There would be several significant results:

•Under current law, defendants who have a “full and fair” opportunity to litigate their claims in an SEC action may not later re-litigate the question of whether they violated the securities laws. If future SEC settlements required an admission of liability, this would open defendants up to liability in private civil lawsuits. Companies would therefore have little reason to settle and the SEC would be forced to litigate many more cases.

•The SEC is already in a serious budget squeeze and doesn't have the resources to litigate significantly more cases to a verdict. As such, it would likely be forced to bring fewer cases.

•Individual defendants would have an additional disincentive to settle because an admission of liability could preclude them from subsequently serving as an officer or director of another company.

•As noted in an article by Maurice Pesso following the Vitesse case, an increase in the number of defendants choosing to litigate until a final judgment would dramatically increase the amount of defense fees incurred by defendants and covered under D&O policies. On the other hand, if a defendant takes his securities fraud case to a jury and loses, the D&O insurer may be able to then completely deny coverage for the defendant, and even seek reimbursement from the defendant of all defense costs that it has previously advanced.

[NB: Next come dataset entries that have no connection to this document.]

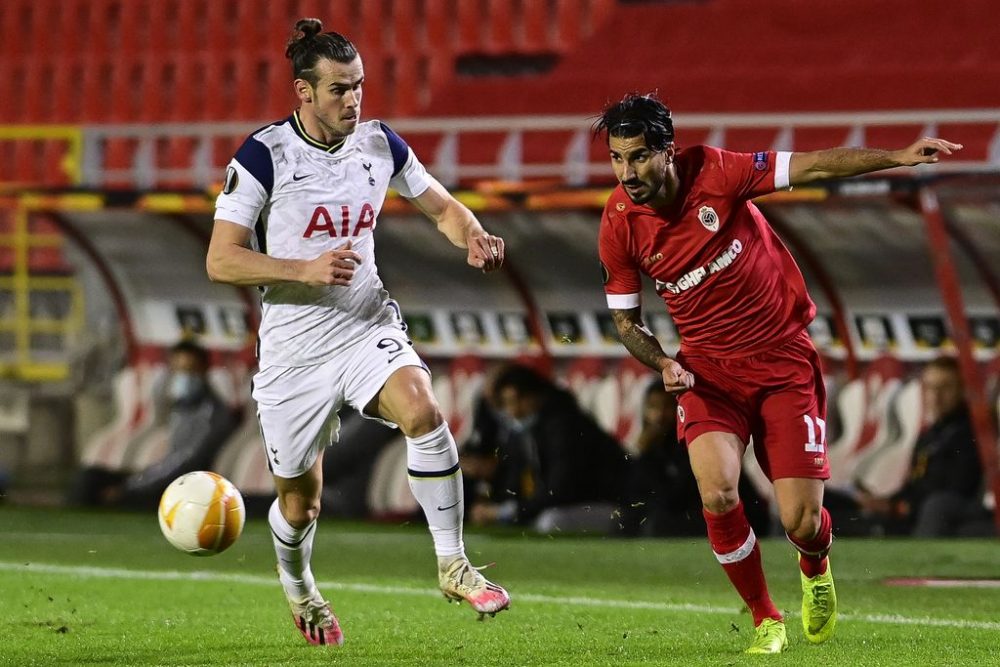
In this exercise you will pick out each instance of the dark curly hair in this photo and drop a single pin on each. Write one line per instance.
(309, 44)
(637, 114)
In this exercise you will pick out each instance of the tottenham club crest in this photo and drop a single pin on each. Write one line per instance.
(709, 218)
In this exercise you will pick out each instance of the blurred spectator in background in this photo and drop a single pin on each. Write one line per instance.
(546, 461)
(662, 490)
(663, 494)
(944, 491)
(198, 423)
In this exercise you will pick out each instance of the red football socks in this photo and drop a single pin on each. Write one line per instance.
(736, 549)
(812, 560)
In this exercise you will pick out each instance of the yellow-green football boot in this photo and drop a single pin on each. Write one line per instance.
(769, 637)
(819, 606)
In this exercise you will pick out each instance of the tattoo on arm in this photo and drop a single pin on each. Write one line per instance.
(637, 339)
(844, 162)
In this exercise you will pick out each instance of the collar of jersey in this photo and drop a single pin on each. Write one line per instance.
(300, 130)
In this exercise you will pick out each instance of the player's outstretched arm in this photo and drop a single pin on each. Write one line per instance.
(231, 260)
(643, 345)
(457, 222)
(843, 162)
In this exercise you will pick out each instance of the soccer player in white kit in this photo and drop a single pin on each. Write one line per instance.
(296, 215)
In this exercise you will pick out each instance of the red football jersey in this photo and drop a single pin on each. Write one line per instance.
(730, 285)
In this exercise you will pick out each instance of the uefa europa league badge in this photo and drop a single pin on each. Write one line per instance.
(709, 218)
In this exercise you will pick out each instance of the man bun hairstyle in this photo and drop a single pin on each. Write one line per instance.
(309, 44)
(637, 114)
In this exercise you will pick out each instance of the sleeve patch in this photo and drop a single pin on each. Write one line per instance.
(256, 159)
(400, 151)
(232, 180)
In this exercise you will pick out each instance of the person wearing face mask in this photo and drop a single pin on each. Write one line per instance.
(198, 423)
(943, 494)
(555, 468)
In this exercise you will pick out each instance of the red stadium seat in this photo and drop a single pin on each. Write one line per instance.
(535, 26)
(499, 37)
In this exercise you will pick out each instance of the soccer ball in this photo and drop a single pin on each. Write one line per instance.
(201, 513)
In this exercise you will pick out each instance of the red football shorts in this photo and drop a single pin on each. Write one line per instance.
(777, 397)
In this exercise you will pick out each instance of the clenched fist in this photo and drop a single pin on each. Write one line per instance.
(333, 267)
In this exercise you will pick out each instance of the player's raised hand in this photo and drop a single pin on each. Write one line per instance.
(676, 380)
(333, 267)
(926, 151)
(486, 251)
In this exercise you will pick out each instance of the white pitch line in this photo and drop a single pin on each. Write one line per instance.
(256, 580)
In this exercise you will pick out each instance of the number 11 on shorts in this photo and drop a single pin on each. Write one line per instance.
(814, 445)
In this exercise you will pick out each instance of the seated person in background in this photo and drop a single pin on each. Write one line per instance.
(197, 424)
(554, 467)
(944, 489)
(663, 493)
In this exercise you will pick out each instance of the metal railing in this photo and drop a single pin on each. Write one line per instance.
(148, 163)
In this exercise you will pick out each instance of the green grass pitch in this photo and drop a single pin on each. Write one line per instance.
(106, 589)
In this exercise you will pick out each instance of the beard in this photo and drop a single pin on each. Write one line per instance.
(642, 195)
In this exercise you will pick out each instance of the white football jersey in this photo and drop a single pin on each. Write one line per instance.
(303, 198)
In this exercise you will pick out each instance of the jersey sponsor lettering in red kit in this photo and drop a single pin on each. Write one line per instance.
(729, 283)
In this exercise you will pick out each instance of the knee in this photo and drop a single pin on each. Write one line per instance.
(719, 498)
(299, 511)
(801, 520)
(421, 420)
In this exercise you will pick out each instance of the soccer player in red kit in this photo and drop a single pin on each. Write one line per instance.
(746, 366)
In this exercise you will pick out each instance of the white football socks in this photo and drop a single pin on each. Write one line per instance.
(436, 483)
(294, 549)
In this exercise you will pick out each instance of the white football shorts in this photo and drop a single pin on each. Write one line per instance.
(297, 405)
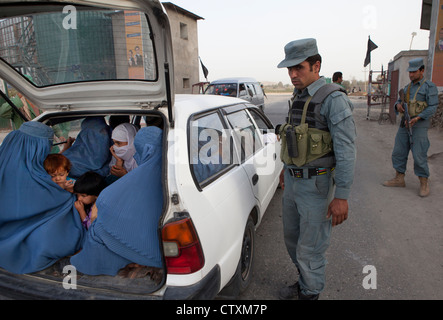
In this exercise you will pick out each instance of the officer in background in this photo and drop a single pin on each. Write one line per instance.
(421, 97)
(312, 202)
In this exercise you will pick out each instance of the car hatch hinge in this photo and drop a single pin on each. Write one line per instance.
(145, 105)
(64, 107)
(174, 199)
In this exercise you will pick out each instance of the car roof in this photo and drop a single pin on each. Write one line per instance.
(194, 103)
(234, 80)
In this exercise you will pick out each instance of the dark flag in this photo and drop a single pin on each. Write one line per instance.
(371, 46)
(205, 70)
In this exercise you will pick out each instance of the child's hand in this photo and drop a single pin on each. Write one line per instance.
(81, 209)
(119, 161)
(69, 186)
(94, 212)
(118, 171)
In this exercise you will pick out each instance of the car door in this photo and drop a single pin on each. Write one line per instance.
(259, 157)
(243, 92)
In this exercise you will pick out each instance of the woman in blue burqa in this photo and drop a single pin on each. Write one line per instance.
(38, 221)
(90, 151)
(126, 228)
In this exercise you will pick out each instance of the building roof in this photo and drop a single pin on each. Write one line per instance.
(171, 6)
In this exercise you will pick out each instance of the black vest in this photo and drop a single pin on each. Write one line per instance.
(314, 119)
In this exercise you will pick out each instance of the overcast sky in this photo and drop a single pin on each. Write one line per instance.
(247, 37)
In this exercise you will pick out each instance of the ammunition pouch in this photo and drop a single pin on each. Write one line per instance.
(416, 107)
(312, 144)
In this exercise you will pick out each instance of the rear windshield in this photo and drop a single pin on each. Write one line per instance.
(226, 89)
(76, 44)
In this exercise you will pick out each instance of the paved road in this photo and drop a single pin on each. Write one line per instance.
(393, 230)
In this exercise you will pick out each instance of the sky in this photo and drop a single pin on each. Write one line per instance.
(246, 38)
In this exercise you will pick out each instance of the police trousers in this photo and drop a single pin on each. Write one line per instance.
(419, 150)
(306, 229)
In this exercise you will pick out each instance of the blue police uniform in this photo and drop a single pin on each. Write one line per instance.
(306, 197)
(423, 91)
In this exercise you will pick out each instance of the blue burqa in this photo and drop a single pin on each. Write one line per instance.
(38, 221)
(126, 228)
(90, 151)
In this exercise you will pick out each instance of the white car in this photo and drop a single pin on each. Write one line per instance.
(221, 161)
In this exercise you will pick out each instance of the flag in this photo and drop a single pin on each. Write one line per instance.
(371, 46)
(205, 70)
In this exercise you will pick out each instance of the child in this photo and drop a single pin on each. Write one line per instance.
(58, 167)
(87, 188)
(123, 150)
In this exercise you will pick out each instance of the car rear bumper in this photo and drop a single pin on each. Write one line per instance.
(28, 287)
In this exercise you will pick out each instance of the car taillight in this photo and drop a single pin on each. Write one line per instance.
(183, 252)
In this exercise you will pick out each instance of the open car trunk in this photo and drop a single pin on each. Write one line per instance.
(132, 281)
(75, 59)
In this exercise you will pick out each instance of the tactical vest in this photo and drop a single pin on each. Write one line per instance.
(415, 107)
(307, 131)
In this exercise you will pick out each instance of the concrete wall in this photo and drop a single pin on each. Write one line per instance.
(401, 63)
(186, 61)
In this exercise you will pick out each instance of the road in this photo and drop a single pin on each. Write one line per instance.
(393, 231)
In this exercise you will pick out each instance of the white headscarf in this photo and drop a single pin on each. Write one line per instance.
(125, 132)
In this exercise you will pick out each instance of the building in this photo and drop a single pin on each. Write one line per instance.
(185, 47)
(432, 20)
(399, 77)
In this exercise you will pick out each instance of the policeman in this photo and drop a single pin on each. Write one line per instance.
(422, 101)
(315, 191)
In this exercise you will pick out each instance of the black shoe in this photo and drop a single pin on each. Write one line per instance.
(289, 293)
(302, 296)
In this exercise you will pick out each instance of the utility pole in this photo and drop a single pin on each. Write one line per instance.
(413, 35)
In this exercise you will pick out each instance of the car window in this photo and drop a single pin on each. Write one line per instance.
(262, 125)
(251, 89)
(245, 132)
(210, 152)
(90, 44)
(227, 89)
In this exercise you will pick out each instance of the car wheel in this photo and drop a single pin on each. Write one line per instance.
(243, 275)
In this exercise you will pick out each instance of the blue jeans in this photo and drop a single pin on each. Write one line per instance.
(306, 229)
(420, 149)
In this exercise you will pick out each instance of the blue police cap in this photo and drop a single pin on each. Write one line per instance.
(415, 64)
(298, 51)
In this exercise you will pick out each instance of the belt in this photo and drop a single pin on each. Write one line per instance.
(308, 173)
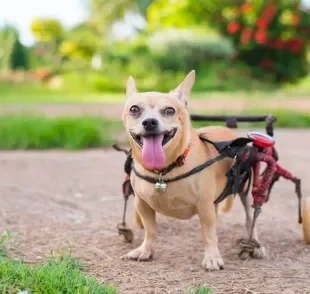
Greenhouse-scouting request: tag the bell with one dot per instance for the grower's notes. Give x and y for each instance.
(161, 187)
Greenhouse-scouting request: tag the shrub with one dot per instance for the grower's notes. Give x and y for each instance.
(184, 50)
(271, 36)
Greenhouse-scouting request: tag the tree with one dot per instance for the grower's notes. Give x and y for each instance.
(47, 29)
(103, 13)
(14, 54)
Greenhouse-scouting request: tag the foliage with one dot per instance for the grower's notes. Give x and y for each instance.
(38, 132)
(184, 50)
(47, 29)
(103, 13)
(81, 42)
(13, 55)
(271, 36)
(57, 275)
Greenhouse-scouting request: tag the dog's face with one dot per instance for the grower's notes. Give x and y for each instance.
(158, 124)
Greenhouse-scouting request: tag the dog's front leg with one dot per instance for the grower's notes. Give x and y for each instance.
(207, 215)
(148, 216)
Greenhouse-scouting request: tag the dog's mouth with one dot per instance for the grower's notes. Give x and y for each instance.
(166, 137)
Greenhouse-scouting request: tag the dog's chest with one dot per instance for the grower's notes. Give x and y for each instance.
(178, 201)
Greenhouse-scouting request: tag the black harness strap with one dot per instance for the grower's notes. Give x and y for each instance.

•The SEC might start bringing many more of its enforcement actions as administrative proceedings, which are not subject to approval by federal judges like Judge Rakoff. Rather, APs are adjudicated by administrative law judges who are employed by and typically friendly to the SEC.

At the Nov. 9 hearing before Judge Rakoff to address these questions, an SEC lawyer took issue with the court's assertion that, due to the “neither admit nor deny” language, the public could not be sure that Citigroup actually did anything wrong. The SEC stated that given the allegations in the complaint and the hefty fine, the public would not be left wondering. Unpersuaded, Judge Rakoff tested this statement by asking Citigroup's attorney, Brad Karp, if the bank would admit guilt. “We do not admit the allegations,” Karp said as the courtroom filled with laughter, “but if it's any consolation, we don't deny them.” Judge Rakoff said he would issue a written opinion with his ruling on the settlement.

Although Judge Rakoff raises many legitimate points about the drawbacks of the current SEC settlement process, the alternative of requiring an admission of wrongdoing carries a lot of baggage of its own. In short, the imperfect process now in place still seems to be the best alternative.